After he killed Glover and Landerman strangled Rankins, Miner and Massaro had sex atop the dead men’s bodies, the reports said.

Miner also spoke of flaying Glover and wearing his face like a mask, McKee told detectives during an interrogation at the Kankakee Police Department.

“He was going to take a picture later on with his face pulled off like Leatherface,” McKee said, telling how Miner was inspired by the horror flick Texas Chainsaw Massacre, in which Leatherface goes on a murderous rampage and wears a dead man’s face like a mask.

“I think it’s because of the dreads” Glover wore, McKee explained to Joliet police detectives. She said Miner wanted to “scalp his head and wear it like a hat.”

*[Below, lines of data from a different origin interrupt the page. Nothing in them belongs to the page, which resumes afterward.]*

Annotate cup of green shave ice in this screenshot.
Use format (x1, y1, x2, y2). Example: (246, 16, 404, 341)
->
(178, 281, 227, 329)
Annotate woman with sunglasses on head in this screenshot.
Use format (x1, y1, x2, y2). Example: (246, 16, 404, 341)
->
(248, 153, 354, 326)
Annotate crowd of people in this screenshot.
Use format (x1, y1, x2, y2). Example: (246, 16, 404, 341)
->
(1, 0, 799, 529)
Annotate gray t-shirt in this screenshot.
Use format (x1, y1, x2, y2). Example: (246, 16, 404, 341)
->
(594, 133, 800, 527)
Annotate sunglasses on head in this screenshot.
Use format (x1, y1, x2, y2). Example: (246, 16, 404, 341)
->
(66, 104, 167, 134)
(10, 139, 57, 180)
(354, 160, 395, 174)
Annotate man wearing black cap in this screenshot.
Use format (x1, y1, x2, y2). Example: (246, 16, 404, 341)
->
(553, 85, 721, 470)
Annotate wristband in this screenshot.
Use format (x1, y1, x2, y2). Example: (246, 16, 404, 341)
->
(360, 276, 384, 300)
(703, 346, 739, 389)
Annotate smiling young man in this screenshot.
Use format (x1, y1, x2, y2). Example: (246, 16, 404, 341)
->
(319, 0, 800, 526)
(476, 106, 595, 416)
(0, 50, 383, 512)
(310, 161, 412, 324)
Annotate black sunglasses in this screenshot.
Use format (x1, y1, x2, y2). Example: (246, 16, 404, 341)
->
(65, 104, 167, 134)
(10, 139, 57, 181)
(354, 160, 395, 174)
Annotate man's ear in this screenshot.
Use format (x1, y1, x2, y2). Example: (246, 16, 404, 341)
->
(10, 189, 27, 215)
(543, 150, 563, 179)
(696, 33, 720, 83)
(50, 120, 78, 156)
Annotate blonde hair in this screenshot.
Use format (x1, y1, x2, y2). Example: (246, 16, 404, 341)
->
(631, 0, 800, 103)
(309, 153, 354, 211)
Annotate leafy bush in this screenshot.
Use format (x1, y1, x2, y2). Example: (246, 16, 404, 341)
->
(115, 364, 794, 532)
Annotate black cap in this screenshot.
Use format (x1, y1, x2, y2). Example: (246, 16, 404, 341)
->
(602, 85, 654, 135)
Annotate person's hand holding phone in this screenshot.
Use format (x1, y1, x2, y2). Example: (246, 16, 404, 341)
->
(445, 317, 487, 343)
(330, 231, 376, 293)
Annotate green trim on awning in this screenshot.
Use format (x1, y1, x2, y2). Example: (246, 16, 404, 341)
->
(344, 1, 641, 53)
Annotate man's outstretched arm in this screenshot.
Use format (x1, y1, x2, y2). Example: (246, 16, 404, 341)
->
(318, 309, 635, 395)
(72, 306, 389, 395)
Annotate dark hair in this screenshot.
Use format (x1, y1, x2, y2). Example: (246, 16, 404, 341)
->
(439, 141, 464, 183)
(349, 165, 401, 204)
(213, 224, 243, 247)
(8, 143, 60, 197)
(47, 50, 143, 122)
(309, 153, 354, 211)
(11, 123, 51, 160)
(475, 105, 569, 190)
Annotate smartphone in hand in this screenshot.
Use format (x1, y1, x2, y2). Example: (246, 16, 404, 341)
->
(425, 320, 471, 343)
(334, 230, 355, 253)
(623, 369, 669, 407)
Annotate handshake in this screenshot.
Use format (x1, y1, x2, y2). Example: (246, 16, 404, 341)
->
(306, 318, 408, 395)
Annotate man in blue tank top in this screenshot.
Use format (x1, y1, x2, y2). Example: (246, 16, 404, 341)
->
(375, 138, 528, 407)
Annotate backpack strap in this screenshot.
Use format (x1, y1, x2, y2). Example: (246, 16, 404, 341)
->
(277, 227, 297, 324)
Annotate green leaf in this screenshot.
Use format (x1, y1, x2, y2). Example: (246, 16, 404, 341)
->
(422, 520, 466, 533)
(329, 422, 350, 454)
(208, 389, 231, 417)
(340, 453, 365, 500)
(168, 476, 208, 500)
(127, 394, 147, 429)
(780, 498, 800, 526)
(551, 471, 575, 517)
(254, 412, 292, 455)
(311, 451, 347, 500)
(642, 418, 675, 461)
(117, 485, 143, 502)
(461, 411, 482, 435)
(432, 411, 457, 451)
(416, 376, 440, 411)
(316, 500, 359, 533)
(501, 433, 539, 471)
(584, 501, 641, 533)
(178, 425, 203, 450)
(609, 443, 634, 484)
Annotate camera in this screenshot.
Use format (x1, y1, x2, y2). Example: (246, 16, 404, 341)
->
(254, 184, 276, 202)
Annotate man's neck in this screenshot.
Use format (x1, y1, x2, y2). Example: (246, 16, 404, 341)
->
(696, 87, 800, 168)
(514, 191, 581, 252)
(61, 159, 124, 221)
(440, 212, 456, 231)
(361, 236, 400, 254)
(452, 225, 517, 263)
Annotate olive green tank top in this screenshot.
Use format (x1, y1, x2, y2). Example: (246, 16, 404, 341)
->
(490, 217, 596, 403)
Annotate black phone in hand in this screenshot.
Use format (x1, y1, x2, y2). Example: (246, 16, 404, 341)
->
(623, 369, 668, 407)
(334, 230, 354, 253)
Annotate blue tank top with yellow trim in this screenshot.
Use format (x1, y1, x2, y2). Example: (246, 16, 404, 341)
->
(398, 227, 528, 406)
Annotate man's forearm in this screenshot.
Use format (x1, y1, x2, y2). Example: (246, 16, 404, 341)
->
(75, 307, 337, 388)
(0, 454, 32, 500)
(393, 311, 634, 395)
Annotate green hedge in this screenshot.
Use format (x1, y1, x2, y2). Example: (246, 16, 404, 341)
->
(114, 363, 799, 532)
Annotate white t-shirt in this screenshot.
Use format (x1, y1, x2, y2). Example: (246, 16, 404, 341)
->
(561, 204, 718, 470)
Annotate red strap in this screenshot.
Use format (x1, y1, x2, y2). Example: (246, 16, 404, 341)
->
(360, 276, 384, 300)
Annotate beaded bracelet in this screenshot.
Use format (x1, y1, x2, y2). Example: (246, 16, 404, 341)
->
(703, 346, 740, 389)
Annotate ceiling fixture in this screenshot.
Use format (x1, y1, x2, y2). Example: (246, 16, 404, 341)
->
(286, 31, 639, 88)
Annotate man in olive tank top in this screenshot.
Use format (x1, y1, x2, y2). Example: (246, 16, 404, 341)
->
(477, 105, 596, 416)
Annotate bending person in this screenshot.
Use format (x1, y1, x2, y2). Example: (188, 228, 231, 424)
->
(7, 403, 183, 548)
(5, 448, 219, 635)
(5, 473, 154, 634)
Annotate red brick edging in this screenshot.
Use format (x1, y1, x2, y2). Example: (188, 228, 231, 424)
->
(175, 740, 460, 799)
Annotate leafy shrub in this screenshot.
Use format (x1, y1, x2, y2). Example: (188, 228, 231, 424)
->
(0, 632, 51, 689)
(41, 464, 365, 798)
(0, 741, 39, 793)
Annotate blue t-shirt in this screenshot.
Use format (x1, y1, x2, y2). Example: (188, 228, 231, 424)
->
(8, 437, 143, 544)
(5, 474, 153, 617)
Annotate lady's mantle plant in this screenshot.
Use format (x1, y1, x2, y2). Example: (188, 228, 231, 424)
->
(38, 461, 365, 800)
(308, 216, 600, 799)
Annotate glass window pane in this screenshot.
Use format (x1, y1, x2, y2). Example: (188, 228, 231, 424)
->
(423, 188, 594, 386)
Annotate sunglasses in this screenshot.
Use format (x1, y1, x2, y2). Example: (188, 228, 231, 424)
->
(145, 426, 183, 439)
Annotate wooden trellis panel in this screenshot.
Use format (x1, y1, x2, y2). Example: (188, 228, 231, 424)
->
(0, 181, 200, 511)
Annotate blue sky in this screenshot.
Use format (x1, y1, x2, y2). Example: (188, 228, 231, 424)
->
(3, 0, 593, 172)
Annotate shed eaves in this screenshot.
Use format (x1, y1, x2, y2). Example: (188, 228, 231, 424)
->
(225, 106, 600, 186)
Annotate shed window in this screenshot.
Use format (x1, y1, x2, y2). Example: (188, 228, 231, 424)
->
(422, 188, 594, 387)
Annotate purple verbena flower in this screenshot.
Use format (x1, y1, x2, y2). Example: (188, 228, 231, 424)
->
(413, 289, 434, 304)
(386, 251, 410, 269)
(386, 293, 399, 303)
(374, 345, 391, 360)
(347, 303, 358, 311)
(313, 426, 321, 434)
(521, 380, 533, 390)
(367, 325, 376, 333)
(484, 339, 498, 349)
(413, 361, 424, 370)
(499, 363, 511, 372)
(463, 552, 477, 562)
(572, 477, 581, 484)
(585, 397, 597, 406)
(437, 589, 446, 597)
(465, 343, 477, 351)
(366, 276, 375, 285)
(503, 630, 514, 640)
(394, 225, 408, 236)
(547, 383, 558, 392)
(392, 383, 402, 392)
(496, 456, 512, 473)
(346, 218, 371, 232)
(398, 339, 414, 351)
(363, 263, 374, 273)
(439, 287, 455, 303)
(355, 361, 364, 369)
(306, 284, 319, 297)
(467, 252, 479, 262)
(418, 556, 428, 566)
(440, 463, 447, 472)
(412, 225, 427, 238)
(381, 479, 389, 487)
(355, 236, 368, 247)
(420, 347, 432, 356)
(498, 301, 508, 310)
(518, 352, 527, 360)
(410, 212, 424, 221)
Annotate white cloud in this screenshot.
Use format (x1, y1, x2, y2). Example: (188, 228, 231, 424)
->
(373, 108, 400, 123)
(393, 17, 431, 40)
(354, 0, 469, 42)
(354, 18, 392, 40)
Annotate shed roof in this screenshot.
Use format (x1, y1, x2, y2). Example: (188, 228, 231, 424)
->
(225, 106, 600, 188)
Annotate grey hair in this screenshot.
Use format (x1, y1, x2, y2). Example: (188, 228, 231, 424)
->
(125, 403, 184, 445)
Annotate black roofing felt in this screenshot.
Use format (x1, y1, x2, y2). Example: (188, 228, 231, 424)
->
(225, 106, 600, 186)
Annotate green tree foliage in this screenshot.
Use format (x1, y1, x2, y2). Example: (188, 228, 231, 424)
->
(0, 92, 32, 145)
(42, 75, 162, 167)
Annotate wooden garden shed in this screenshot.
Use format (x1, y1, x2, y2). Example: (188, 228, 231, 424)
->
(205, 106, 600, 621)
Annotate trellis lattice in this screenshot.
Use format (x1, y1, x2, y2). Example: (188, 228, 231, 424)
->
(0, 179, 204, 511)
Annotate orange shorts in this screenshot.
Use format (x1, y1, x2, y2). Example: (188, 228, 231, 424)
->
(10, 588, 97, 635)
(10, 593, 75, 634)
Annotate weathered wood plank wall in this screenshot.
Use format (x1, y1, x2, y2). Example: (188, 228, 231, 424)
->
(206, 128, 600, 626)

“I was laughing,” McKee admitted, but told the detectives, “I didn’t think it was funny.”

McKee repeatedly called Miner “crazy” during her interrogation, and told how he was the one who gave the signal that the attack on Rankins and Glover was about to go down.

McKee, Miner, Landerman and Massaro hatched the plot to murder Rankins and Glover because they were broke and wanted to buy cigarettes and alcohol, prosecutor Tricia McKenna said during McKee’s trial.

McKee will be sentenced to life in prison next month. Massaro slipped out of the murder case in May when she copped a plea to reduced charges of robbery and concealing homicides. In exchange, she agreed to testify against her three friends. She already did so at McKee’s trial.

Landerman remains locked up in the Will County jail while he awaits his own murder trial.

During his brief appearance for the aborted jury selection, Miner, his long hair pulled back in a ponytail and the open collar of his blue-and-white striped shirt low enough to show off his neck tattoo, confirmed to Kinney that he wanted to proceed without a jury.

Kinney sent Miner back to jail and said the trial will start Tuesday after recent court filings are argued. One motion, filed by prosecutors, was on whether to keep Miner in restraints during the trial.